Hypertension and Your Pet
- Hypertension, also known as high blood pressure, can affect dogs and cats.
- In people, the most common type of hypertension is known as primary or essential hypertension, which means that high blood pressure is the main disease process.
- Cats and dogs, on the other hand, rarely develop primary hypertension. Instead, hypertension in pets is usually the sign of another illness. This is known as secondary hypertension.
- Because hypertension in dogs and cats is usually secondary to another illness, some of the clinical signs may be due to the hypertension, while other signs are attributable to the underlying illness.
- Hypertension can be difficult to diagnose based on clinical signs because many of the associated signs can be attributed to any number of diseases.

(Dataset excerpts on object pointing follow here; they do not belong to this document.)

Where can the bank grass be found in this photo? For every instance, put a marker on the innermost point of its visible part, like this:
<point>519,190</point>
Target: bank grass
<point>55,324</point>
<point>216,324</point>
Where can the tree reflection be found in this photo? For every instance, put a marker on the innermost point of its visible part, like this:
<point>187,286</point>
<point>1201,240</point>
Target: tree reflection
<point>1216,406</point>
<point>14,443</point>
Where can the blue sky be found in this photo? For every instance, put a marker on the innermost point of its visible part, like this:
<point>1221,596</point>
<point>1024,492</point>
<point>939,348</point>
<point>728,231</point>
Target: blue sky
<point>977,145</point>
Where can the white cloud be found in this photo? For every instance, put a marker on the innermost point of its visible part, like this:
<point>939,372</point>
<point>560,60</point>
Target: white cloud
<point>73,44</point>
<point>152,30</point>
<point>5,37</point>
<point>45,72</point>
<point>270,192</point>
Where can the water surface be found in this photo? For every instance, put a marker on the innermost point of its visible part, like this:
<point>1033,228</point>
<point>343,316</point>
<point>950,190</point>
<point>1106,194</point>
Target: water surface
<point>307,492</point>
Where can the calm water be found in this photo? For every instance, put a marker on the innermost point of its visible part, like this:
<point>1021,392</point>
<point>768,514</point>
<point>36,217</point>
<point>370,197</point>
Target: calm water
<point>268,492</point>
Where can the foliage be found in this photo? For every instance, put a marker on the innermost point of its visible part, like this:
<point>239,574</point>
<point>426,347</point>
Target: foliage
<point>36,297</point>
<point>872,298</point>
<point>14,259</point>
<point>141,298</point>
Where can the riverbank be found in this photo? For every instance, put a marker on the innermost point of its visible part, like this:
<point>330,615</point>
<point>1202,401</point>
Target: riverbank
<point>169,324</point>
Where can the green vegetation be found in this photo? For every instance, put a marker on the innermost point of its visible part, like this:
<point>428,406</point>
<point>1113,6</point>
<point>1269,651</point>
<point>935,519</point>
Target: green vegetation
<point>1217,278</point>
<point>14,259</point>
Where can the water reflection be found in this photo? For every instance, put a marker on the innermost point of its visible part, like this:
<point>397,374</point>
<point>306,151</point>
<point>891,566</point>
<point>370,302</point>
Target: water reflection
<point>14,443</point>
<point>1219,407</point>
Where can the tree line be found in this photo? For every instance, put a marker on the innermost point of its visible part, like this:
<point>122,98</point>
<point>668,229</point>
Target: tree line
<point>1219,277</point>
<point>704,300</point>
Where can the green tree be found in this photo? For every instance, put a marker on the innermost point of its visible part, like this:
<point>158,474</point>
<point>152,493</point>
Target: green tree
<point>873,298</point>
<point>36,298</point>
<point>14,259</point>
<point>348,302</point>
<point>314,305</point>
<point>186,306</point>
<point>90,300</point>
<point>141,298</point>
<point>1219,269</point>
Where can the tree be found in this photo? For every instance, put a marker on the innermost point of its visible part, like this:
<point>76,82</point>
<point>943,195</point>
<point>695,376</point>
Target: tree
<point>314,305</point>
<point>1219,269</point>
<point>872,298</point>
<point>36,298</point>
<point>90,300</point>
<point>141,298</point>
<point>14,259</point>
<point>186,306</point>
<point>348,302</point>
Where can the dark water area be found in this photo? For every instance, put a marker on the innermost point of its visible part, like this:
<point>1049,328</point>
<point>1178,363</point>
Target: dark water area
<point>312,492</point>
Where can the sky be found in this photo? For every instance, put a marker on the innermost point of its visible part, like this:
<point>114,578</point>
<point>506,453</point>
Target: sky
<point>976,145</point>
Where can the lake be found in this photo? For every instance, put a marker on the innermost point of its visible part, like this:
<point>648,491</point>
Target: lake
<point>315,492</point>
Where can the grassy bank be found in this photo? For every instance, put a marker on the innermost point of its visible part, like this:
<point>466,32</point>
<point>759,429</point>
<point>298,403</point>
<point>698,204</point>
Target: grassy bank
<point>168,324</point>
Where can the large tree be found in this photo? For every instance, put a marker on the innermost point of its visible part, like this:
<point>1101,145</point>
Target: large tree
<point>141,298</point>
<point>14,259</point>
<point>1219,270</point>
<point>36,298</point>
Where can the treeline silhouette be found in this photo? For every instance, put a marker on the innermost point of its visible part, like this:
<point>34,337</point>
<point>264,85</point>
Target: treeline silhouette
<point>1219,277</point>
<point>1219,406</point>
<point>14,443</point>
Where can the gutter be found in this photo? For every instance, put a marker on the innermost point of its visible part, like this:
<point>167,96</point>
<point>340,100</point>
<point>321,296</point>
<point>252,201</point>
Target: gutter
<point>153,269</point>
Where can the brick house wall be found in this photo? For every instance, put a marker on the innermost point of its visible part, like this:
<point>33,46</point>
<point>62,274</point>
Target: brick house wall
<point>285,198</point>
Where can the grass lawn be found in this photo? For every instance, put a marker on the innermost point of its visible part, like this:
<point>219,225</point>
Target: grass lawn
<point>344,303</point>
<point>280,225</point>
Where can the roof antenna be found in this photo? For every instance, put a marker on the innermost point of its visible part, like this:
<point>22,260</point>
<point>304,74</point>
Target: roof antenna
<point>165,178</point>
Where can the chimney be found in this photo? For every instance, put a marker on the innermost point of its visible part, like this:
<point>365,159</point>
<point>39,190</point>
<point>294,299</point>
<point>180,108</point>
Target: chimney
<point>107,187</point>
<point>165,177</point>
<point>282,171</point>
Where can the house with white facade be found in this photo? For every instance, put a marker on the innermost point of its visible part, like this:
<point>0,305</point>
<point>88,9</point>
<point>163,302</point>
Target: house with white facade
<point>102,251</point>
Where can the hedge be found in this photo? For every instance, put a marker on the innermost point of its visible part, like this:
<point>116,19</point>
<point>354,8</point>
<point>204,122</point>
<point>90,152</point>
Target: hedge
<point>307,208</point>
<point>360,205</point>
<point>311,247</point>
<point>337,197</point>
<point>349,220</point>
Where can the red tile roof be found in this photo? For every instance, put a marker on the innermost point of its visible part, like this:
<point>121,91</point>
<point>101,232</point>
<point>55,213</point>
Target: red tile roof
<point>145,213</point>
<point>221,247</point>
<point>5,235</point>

- Once your veterinarian identifies hypertension in your pet, he or she will search for the underlying cause of the condition. Often, treating that illness can correct the hypertension.
What Is Hypertension?
Hypertension, or high blood pressure, occurs when blood moves through the body’s arteries with too much force. Blood pressure can be increased by several factors, including faster heart rate and increased cardiac output (the amount of blood that is sent out into the body with each heartbeat). In animals with hypertension, the increased force or “pressure” of the blood damages the arteries as the blood tries to move through. Imagine a firefighter trying to force a high-powered stream of water through a garden hose. The pressure would tear the hose apart. Similar damage to the body’s arteries is possible if high blood pressure is left untreated.

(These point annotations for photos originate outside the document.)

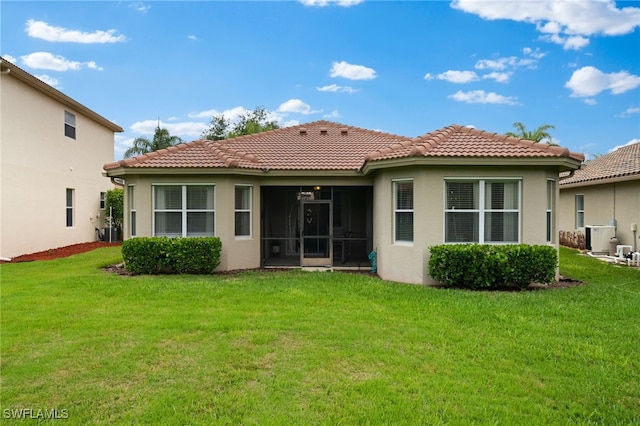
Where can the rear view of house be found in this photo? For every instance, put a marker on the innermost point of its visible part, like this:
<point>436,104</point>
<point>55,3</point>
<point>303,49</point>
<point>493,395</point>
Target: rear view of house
<point>52,150</point>
<point>326,194</point>
<point>604,197</point>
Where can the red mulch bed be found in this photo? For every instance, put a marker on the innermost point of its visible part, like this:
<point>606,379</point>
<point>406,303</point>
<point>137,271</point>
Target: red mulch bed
<point>62,251</point>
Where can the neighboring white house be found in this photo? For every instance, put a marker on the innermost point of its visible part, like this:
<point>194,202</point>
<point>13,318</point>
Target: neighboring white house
<point>604,193</point>
<point>52,150</point>
<point>326,194</point>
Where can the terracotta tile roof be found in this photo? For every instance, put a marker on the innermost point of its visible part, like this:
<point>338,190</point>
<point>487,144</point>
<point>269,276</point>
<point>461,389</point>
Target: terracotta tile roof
<point>324,145</point>
<point>320,145</point>
<point>459,141</point>
<point>622,162</point>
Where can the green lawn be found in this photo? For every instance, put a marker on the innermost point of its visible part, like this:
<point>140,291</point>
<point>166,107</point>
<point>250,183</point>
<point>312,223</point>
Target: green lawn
<point>315,348</point>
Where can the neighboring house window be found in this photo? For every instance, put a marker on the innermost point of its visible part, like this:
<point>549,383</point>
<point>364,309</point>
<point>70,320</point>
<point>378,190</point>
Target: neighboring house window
<point>551,195</point>
<point>580,211</point>
<point>132,211</point>
<point>482,211</point>
<point>243,211</point>
<point>69,125</point>
<point>69,210</point>
<point>184,210</point>
<point>403,210</point>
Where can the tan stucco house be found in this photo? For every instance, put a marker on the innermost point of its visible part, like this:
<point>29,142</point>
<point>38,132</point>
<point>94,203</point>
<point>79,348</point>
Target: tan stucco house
<point>52,150</point>
<point>603,195</point>
<point>326,194</point>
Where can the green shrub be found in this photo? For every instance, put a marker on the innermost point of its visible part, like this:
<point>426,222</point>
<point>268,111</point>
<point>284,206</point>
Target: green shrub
<point>155,255</point>
<point>491,266</point>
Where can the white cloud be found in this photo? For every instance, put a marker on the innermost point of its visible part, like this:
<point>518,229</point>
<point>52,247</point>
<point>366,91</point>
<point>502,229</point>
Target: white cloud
<point>456,76</point>
<point>629,111</point>
<point>501,69</point>
<point>352,72</point>
<point>49,61</point>
<point>482,97</point>
<point>94,66</point>
<point>631,142</point>
<point>564,22</point>
<point>590,81</point>
<point>333,114</point>
<point>53,82</point>
<point>499,77</point>
<point>496,64</point>
<point>139,6</point>
<point>336,88</point>
<point>296,106</point>
<point>44,31</point>
<point>323,3</point>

For example, blood vessels in the retinas (in the eyes) can become damaged from hypertension. This damage can eventually cause blindness. For some pet owners, sudden blindness can be the first noticeable sign of hypertension in a pet. The heart and brain can also be damaged by hypertension.
What Causes Hypertension?
Hypertension in pets is often the result of other illnesses. Some possible causes in dogs include kidney disease, adrenal gland disease, and diabetes. In cats, the most common causes are kidney disease, hyperthyroidism (overactive thyroid gland), and heart disease.
What Are Possible Signs of Hypertension?
Because hypertension in dogs and cats occurs secondary to an underlying illness, some of the clinical signs may be due to the hypertension, while other signs are attributable to the underlying illness. Clinical signs of hypertension (or associated illness) may include the following:
- Redness in one or both eyes
- Vision loss
- Lethargy (tiredness)
- Difficulty breathing
- Increased thirst and urination
- Weight loss
- Increased or decreased appetite
How Is Hypertension Diagnosed?
Hypertension can be difficult to diagnose based on clinical signs because many of the associated signs can be attributed to any number of diseases. If your veterinarian suspects a problem, he or she will measure your pet’s blood pressure.

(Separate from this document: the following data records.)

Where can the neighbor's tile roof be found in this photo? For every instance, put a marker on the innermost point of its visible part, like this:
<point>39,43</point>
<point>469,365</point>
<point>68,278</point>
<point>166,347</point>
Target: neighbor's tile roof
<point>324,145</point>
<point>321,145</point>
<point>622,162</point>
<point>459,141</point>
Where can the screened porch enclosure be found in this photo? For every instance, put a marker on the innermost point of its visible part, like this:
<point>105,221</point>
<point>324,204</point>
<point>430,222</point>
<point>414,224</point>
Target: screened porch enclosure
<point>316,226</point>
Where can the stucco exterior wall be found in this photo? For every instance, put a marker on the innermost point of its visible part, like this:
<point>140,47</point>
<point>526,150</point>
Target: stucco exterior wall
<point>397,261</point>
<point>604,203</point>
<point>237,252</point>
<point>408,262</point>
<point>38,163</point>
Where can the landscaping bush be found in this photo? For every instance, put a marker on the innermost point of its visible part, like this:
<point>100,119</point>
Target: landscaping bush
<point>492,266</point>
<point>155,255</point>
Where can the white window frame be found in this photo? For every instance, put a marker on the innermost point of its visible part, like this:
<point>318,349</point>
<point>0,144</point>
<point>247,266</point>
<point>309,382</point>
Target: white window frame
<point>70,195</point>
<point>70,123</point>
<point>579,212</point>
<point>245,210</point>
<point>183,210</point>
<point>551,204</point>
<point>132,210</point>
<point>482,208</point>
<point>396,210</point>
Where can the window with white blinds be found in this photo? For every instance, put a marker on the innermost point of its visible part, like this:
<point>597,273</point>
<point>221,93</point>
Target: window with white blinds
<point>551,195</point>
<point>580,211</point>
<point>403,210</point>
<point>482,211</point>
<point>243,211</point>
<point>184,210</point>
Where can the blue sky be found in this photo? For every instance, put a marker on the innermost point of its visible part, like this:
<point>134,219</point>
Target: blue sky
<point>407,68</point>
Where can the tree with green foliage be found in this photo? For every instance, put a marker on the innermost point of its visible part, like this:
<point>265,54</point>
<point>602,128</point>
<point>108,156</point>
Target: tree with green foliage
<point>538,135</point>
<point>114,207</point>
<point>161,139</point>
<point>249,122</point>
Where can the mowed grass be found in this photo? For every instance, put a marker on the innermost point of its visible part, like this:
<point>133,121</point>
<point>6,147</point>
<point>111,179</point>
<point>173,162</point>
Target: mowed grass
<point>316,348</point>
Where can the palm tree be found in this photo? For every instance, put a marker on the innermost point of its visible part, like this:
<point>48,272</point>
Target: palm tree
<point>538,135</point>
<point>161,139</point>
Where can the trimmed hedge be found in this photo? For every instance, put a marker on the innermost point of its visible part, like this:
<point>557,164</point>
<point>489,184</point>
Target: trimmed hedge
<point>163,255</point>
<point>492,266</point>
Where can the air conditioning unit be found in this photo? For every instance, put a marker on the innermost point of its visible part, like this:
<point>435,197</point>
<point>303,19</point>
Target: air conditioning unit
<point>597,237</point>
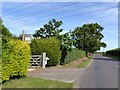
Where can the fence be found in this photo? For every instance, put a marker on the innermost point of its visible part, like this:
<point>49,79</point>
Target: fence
<point>39,60</point>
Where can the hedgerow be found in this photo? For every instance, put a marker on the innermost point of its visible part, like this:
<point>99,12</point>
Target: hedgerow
<point>75,54</point>
<point>15,58</point>
<point>49,45</point>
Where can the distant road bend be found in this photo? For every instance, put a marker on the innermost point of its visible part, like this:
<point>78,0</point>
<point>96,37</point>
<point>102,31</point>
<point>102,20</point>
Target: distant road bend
<point>103,73</point>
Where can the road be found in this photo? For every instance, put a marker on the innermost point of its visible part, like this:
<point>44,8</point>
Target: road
<point>103,73</point>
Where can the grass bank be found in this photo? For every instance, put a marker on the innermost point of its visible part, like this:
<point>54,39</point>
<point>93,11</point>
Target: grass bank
<point>28,82</point>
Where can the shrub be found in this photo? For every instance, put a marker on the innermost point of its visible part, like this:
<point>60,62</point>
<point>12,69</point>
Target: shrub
<point>49,45</point>
<point>75,54</point>
<point>15,58</point>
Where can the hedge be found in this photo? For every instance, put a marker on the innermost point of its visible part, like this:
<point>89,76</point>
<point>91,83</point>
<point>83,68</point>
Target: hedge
<point>75,54</point>
<point>15,59</point>
<point>49,45</point>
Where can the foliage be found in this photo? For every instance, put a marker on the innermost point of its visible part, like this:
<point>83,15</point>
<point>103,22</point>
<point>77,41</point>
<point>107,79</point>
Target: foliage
<point>75,54</point>
<point>49,30</point>
<point>15,58</point>
<point>88,37</point>
<point>6,32</point>
<point>114,52</point>
<point>66,45</point>
<point>51,46</point>
<point>53,29</point>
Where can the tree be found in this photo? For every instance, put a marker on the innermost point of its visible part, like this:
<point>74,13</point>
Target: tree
<point>52,29</point>
<point>66,45</point>
<point>49,30</point>
<point>88,37</point>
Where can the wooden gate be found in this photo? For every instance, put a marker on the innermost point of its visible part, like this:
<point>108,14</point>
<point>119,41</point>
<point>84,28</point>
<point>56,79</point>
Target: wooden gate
<point>39,60</point>
<point>36,60</point>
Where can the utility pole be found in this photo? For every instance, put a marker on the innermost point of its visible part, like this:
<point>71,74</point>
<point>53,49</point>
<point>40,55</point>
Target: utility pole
<point>23,36</point>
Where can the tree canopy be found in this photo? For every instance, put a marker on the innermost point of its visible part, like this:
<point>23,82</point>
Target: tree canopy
<point>88,37</point>
<point>52,28</point>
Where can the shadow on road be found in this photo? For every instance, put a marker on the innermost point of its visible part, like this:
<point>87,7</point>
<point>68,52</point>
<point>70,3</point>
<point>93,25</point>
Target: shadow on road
<point>108,59</point>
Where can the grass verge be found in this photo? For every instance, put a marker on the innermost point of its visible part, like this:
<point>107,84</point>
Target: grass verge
<point>28,82</point>
<point>85,63</point>
<point>81,63</point>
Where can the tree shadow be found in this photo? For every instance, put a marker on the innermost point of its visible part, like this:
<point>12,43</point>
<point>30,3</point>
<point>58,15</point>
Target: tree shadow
<point>108,59</point>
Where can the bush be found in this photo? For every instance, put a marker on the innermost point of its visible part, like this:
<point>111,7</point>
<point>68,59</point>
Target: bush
<point>15,58</point>
<point>52,48</point>
<point>75,54</point>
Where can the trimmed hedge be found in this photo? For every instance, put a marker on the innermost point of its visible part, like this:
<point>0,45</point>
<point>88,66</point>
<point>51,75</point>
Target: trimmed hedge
<point>75,54</point>
<point>49,45</point>
<point>15,59</point>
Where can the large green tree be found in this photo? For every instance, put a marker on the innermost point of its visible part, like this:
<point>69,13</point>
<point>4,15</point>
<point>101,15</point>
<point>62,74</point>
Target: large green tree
<point>88,37</point>
<point>52,29</point>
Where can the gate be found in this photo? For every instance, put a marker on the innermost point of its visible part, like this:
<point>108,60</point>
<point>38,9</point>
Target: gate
<point>39,60</point>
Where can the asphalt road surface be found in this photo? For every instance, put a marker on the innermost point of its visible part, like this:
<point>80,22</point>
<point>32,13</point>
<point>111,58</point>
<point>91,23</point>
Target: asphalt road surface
<point>103,73</point>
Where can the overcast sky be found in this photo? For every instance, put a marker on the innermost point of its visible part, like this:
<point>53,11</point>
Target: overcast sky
<point>30,16</point>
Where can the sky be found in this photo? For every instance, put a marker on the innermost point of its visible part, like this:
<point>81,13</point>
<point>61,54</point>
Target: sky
<point>30,16</point>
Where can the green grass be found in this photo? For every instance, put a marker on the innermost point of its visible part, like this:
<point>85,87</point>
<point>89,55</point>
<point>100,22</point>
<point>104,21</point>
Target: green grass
<point>85,63</point>
<point>28,82</point>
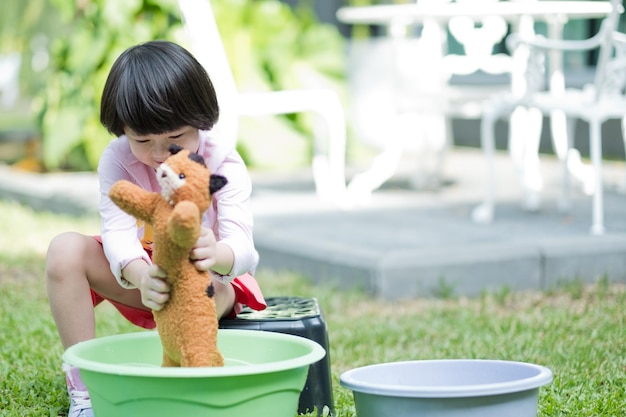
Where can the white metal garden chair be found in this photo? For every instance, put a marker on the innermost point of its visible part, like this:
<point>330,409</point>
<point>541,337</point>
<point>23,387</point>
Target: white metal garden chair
<point>594,103</point>
<point>329,147</point>
<point>415,107</point>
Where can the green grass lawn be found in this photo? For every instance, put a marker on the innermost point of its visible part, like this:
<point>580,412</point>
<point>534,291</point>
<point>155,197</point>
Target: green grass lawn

Initial blood pressure readings in pets are sometimes artificially high due to the animal’s anxiety level in the veterinary clinic (often termed white coat hypertension). Your pet may need to stay a few hours in the clinic until he or she calms down enough to get an accurate reading.
How Is Hypertension Treated?
Once your veterinarian identifies hypertension in your pet, he or she will search for the underlying cause. Often, treating that illness can correct the hypertension. In other cases, medication to treat high blood pressure may be prescribed. Typically, drugs control hypertension by slowing the heart rate, modifying cardiac output, or relaxing the walls of the arteries to make blood flow more easily. Sometimes, combinations of drugs are required to control a pet’s blood pressure. In pets in which high blood pressure has caused eye problems, eye drops may be prescribed as well.
Your veterinarian may also recommend a diet with reduced salt, which may mean feeding your pet a prescription diet.
Pets being treated for hypertension should be checked regularly to ensure that their blood pressure remains within a healthy range. Your veterinarian will recommend a schedule for recheck examinations. Repeat blood testing or other diagnostic testing may also be recommended periodically. As in people, pets with hypertension may require medication for life.